Dextre, the Canada Space Company's automatic "handyman" on board the Worldwide Space Place (ISS), made space history last night by successfully refueling a mock satellite on the external of the station. Leading off the satellite's fuel tank was the critical task in the trial Robotic Refueling Objective (RRM), a cooperation between the Nationwide Aeronautics and Space Management (NASA) and the Canada Space Organization (CSA) to show how robots could assistance and refuel satellite on location wide to boost their useful life-time.

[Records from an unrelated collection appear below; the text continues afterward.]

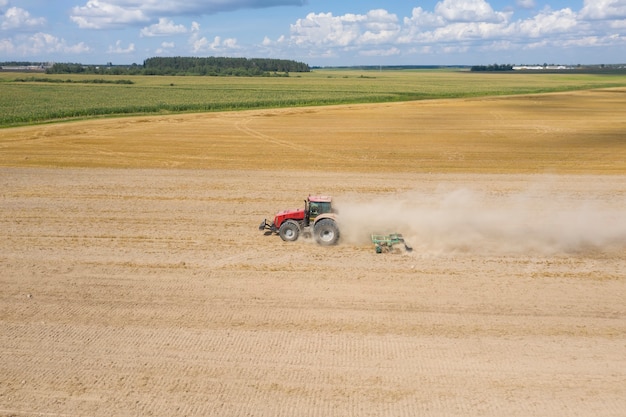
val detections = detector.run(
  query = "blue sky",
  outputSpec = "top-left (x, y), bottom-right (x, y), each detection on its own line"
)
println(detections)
top-left (0, 0), bottom-right (626, 66)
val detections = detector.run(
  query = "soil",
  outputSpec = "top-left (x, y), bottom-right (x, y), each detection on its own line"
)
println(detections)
top-left (0, 89), bottom-right (626, 417)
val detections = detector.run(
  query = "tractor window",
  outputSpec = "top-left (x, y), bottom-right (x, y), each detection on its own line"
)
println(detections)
top-left (317, 202), bottom-right (332, 214)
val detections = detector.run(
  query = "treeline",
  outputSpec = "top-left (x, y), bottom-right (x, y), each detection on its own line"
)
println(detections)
top-left (143, 57), bottom-right (311, 76)
top-left (470, 64), bottom-right (513, 71)
top-left (46, 57), bottom-right (311, 77)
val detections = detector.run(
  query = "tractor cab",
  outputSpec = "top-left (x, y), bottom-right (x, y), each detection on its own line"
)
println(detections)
top-left (304, 196), bottom-right (333, 224)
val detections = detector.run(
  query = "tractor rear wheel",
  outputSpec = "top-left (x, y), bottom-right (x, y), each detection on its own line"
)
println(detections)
top-left (313, 219), bottom-right (339, 246)
top-left (278, 220), bottom-right (300, 242)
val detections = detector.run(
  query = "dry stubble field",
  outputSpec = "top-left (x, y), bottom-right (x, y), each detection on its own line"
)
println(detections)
top-left (0, 89), bottom-right (626, 417)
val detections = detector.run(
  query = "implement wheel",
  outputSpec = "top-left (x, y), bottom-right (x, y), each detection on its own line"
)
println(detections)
top-left (278, 220), bottom-right (300, 242)
top-left (313, 219), bottom-right (339, 246)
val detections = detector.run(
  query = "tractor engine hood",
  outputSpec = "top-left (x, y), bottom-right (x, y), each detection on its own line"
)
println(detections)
top-left (274, 209), bottom-right (305, 227)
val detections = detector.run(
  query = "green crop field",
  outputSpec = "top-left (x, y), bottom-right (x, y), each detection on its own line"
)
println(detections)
top-left (0, 70), bottom-right (626, 127)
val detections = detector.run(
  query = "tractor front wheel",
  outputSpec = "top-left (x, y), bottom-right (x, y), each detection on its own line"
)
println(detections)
top-left (313, 219), bottom-right (339, 246)
top-left (278, 220), bottom-right (300, 242)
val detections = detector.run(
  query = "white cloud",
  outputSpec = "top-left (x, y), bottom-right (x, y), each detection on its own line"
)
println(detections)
top-left (435, 0), bottom-right (506, 22)
top-left (509, 9), bottom-right (582, 38)
top-left (107, 40), bottom-right (135, 54)
top-left (580, 0), bottom-right (626, 20)
top-left (70, 0), bottom-right (149, 29)
top-left (515, 0), bottom-right (535, 9)
top-left (0, 7), bottom-right (46, 30)
top-left (140, 17), bottom-right (187, 37)
top-left (189, 27), bottom-right (240, 54)
top-left (0, 32), bottom-right (91, 56)
top-left (284, 0), bottom-right (626, 61)
top-left (291, 9), bottom-right (401, 47)
top-left (70, 0), bottom-right (306, 29)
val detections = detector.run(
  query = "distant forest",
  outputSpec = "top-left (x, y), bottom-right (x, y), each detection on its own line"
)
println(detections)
top-left (39, 57), bottom-right (311, 77)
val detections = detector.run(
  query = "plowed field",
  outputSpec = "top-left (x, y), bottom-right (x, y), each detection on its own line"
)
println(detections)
top-left (0, 89), bottom-right (626, 417)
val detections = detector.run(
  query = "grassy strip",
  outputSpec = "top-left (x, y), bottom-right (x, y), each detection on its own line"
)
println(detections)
top-left (0, 70), bottom-right (626, 127)
top-left (15, 77), bottom-right (134, 84)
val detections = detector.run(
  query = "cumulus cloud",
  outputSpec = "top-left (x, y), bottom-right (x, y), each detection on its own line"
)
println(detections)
top-left (189, 22), bottom-right (240, 54)
top-left (435, 0), bottom-right (506, 22)
top-left (70, 0), bottom-right (306, 29)
top-left (580, 0), bottom-right (626, 20)
top-left (0, 32), bottom-right (91, 56)
top-left (285, 0), bottom-right (626, 57)
top-left (291, 9), bottom-right (401, 46)
top-left (0, 6), bottom-right (46, 30)
top-left (107, 40), bottom-right (135, 54)
top-left (140, 17), bottom-right (187, 37)
top-left (515, 0), bottom-right (535, 9)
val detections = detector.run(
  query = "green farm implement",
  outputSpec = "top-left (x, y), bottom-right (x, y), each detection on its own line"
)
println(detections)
top-left (372, 233), bottom-right (413, 253)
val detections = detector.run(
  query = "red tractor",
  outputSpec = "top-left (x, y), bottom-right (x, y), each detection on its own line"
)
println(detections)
top-left (259, 196), bottom-right (339, 246)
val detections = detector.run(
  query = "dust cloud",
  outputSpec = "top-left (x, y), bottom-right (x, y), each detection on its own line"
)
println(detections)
top-left (335, 186), bottom-right (626, 253)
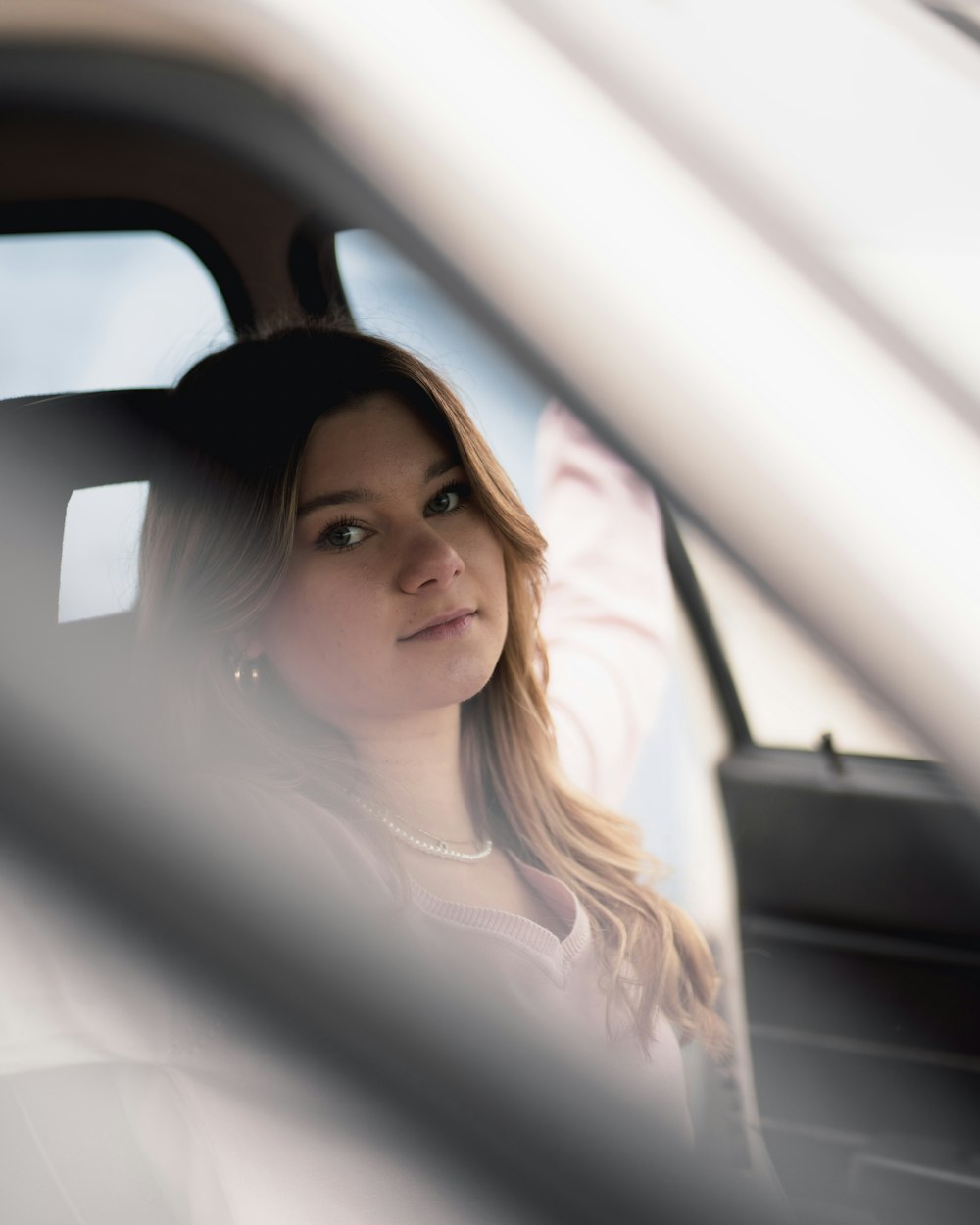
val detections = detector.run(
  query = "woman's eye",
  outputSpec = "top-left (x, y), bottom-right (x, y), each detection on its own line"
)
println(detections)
top-left (426, 485), bottom-right (473, 514)
top-left (317, 523), bottom-right (368, 549)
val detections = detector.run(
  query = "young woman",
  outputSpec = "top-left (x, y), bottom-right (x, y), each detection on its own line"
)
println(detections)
top-left (138, 324), bottom-right (723, 1126)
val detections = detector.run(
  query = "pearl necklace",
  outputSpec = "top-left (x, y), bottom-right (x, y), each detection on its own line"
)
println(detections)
top-left (349, 792), bottom-right (494, 863)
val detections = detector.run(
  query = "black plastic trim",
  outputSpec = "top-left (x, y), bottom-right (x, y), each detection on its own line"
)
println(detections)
top-left (661, 498), bottom-right (754, 748)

For RRM, NASA's Goddard Space Flight Center developed module simulating a satellite, as well as customized equipment for Dextre. Since RRM functions started in year 2011, Dextre has conducted three sequence of assessments to show how a software could assistance satellite, which were developed never to be started out wide. In this newest set of functions, Dextre eliminated two safety hats, cut through two sets of slim maintaining cables, and lastly moved a small variety of fluid ethanol into the cleaning machine-sized component. The latter move was particularly challenging, since managing fluids wide required perfect perfection to prevent risky leaking. The specific resources built for the job permitted Dextre to close the relationships between the tool and the petrol device to remove the likelihood of leaking. Including to the level of problems was the petrol hose itself, which contributes extra causes that usually take Dextre's hands. It took the mixed skills of the experienced NASA and CSA robotics remotes to take off this first-of-a-kind space refueling display successfully and without any accident.

RRM is a important step in revolutionary automatic technology and techniques in the field of satellite servicing-saving troubled space components by refueling or renovating them before they become space trash. The ability to refuel satellite wide could one day save satellite providers from the important costs of building and releasing new alternative satellite. With over 1100 active satellite currently managing in the near-Earth environment (many of them worth hundreds of millions of dollars), and an extra 2500 non-active satellite still revolving about around the world, the benefits could be significant.